In total, 21 staff members got “pied” on Tuesday. Sixth-grade gym teacher Ronald Howard brought in $77, seventh grade English teacher Riley O’Brien brought in $117 and eighth-grade gym teacher Ryan Morgan brought in $46.
Kitterman said seeing all the students come together to support her and Batterson “makes you want to cry.
“They’ve been so helpful and very caring,” she said. “They’ll come up and hug you, make sure you’re OK. Then that makes me cry, too. These kids are very thoughtful.”
Kitterman’s neighbors called her and Batterson late that night and told them the news.
“Lightning hit my daughter’s room on the very top floor,” she said.
Thankfully, no one was in the home at the time.
“It was burnt to the foundation,” Kitterman said. “We’ve been staying with my mom and dad for now.”
Kitterman has worked at Evans for three years, and Batterson has worked as a school resource officer at the middle school since 2000.
“It’s just great what they did,” Batterson said. “I couldn’t believe it.”
He said the school, students and students’ parents have all been helpful and supportive in the weeks since they lost their home.
Thirty-five firefighters beat back the flames for nearly seven hours and managed to save a separate two-car garage, an LP gas tank and a small shed north of the house.
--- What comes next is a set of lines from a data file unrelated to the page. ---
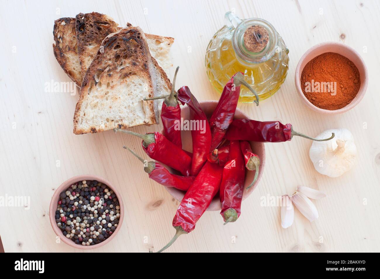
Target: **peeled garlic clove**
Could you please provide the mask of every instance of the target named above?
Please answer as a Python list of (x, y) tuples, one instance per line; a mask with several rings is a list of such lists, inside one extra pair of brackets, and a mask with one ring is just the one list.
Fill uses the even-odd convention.
[(311, 201), (299, 192), (296, 192), (291, 196), (291, 200), (297, 209), (310, 222), (318, 218), (318, 211)]
[(294, 220), (294, 207), (291, 202), (291, 199), (288, 195), (282, 197), (281, 226), (284, 229), (291, 226)]
[(346, 129), (330, 129), (316, 137), (326, 137), (331, 133), (334, 139), (326, 142), (314, 142), (309, 155), (315, 169), (331, 177), (340, 176), (351, 169), (356, 158), (356, 148), (352, 134)]
[(326, 194), (323, 192), (306, 186), (298, 186), (297, 187), (297, 191), (311, 199), (321, 199), (326, 196)]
“We were able to cool the LP gas tank to keep it from being involved,” Wapello County Rural Fire Chief Bryan Ziegler previously told the Courier. “If the garage had caught on fire, there’s a potential for the LP tank to burn, and that could have resulted in an explosion. It doesn’t mean it would have, but it could have.”
According to the assessed value, Ziegler estimated damages totaled more than $128,000, including the contents of the house.